É uma atitude muito difícil, quase uma insurreição, colocar-se a favor de uma opinião ou desejo particular, em oposição a todos ao seu redor, principalmente das pessoas que se ama, em quem se aprendeu a confiar e a quem não se poderia jamais trair, e ainda, partindo de uma premissa duvidosa, seguindo o “coração”, “um chamado” – um Truman inspirado em Sílvia.
A despeito de não terem bases sólidas, mas muitas vezes absurdas e incompreensíveis para a maioria das pessoas com quem convivemos, as decisões que podem advir em tal momento de conscientização de nossa individualidade, têm um caráter irresistível e aterrador: “Deixar a Seguradora? Mas como assim? Um emprego tão bom! Divórcio? Meu Deus! Em que mundo nós estamos?”
Então, em um movimento imprevisível para o sistema, contra tudo e contra todos, Truman atravessa seus piores medos, enfrenta o mar, arrisca-se a morrer, e segue firme em sua jornada, ao encontro da possibilidade de ter uma história contada por ele mesmo. Ser protagonista, sim, mas também, e principalmente, diretor; num bom exemplo de como a capacidade heróica pode ser canalizada em favor do desenvolvimento pessoal, em detrimento de um sistema alienante.
[...]
Em nosso mundo globalizado está cada vez mais fácil ser qualquer um, o mesmo, igual. A tecnologia favorece uma padronização assustadora e alienante dos comportamentos e relacionamentos onde quem não se encaixa, torna-se um excluído, um verdadeiro “alien”.

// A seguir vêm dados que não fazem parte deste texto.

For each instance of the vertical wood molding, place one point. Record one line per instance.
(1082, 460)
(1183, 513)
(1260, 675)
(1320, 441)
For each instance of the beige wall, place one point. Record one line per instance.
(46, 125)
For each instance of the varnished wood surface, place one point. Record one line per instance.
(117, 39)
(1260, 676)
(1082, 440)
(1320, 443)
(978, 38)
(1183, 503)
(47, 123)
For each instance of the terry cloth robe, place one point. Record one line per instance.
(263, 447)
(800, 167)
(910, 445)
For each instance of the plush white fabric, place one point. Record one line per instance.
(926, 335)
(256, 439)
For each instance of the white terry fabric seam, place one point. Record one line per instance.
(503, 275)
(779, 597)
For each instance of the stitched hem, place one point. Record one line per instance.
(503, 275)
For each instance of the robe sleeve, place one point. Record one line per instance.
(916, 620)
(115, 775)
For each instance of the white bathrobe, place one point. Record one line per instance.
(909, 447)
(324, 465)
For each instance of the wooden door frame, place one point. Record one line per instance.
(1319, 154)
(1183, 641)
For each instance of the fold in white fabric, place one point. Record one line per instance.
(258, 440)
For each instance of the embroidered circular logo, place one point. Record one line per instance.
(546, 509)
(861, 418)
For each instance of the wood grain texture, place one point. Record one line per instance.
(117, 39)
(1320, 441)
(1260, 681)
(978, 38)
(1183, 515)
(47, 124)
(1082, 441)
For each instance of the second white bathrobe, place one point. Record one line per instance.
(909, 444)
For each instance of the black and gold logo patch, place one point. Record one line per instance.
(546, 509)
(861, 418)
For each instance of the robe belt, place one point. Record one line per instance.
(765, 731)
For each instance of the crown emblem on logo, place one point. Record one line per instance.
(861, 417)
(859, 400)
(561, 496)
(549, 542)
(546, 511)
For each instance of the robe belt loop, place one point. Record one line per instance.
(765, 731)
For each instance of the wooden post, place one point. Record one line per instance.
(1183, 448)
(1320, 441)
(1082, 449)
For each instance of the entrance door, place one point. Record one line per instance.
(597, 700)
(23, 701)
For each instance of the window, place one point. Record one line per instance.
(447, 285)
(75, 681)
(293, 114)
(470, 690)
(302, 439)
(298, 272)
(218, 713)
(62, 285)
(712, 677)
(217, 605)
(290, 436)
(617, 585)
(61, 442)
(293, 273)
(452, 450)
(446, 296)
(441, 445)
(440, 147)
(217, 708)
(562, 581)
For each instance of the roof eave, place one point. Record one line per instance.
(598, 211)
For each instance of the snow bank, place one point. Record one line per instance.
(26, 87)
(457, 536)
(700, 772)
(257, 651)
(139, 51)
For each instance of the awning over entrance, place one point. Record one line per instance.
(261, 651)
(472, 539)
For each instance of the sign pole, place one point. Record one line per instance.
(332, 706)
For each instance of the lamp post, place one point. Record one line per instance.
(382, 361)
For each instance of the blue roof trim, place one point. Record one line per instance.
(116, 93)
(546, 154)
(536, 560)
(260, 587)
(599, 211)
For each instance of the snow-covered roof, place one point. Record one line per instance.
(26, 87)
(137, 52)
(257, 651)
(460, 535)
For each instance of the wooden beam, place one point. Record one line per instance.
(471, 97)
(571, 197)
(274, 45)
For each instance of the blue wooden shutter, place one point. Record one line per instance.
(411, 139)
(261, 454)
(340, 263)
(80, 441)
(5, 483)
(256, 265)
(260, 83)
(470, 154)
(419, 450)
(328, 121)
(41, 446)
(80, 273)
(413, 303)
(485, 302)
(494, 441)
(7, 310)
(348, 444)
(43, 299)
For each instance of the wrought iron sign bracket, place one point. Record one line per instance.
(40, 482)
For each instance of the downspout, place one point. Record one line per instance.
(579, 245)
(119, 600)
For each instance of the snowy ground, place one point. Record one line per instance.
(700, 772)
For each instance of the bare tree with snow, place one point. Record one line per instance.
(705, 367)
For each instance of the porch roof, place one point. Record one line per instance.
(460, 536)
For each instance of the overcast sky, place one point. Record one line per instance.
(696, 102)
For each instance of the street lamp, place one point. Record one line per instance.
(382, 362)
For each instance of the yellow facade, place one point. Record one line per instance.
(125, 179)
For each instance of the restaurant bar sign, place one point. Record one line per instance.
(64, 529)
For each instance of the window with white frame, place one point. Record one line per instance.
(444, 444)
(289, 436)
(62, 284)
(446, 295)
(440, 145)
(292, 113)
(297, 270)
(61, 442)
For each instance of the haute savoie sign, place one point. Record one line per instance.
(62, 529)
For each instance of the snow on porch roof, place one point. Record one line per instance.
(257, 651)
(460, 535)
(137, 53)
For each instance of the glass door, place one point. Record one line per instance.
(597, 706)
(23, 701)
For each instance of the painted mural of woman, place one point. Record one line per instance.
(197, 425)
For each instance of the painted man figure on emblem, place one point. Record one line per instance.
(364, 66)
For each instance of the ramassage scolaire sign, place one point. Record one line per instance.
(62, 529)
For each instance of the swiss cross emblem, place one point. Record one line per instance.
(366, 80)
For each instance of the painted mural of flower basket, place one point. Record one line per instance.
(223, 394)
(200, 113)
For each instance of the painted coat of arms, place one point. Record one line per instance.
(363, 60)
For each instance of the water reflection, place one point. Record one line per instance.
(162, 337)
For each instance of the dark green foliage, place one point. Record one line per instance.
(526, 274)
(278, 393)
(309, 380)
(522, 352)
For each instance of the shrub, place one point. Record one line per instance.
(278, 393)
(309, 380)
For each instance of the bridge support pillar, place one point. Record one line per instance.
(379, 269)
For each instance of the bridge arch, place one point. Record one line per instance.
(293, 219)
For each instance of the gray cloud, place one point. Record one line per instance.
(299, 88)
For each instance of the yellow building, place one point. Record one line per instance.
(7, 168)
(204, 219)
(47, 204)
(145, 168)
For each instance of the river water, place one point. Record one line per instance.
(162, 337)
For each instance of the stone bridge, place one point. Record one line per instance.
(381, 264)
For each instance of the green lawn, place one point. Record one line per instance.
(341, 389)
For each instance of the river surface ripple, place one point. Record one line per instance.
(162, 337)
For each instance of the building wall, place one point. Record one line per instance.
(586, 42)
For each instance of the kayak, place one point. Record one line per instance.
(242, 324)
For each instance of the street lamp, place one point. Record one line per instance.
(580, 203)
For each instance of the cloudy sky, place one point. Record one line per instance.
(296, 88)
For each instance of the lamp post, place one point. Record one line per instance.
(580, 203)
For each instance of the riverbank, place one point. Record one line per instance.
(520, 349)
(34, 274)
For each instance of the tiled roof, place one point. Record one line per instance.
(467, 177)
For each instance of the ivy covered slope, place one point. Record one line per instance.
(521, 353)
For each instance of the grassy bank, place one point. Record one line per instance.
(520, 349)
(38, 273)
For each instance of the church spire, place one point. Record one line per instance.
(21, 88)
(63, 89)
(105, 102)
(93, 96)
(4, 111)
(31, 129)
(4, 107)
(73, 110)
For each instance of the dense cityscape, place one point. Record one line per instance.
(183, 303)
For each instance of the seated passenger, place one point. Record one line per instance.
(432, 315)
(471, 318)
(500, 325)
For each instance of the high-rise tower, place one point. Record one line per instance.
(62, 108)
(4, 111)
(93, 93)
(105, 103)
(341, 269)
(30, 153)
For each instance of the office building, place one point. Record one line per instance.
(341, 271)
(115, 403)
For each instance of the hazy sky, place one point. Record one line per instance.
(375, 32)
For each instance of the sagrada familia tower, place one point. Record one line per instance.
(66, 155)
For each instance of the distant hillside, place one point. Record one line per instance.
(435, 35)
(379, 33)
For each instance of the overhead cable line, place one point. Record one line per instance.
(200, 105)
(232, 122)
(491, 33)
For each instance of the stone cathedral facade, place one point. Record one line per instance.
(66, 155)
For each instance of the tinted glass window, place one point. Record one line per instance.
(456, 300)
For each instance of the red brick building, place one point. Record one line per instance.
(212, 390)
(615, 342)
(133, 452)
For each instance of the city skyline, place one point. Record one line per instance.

Para o herói, como também para todos os simples mortais chega o momento em que Sílvia revela que há muito mais... A sedução que então nos alcança nos coloca frente à decisão de utilizar ou não nossa capacidade heróica para realmente sermos o protagonista, como também o diretor e o criador de nossos próprios roteiros!
Referências:
  
JUNG, Carl Gustav. Obras Completas de C.G.Jung VOL IX Os Arquétipos e o Inconsciente Coletivo. Petrópolis: Vozes, 1936.

 STEIN, Murray. Jung: O Mapa da Alma: Uma Introdução.tradução Álvaro Cabral; 5. ed. São Paulo:Cultrix,2006.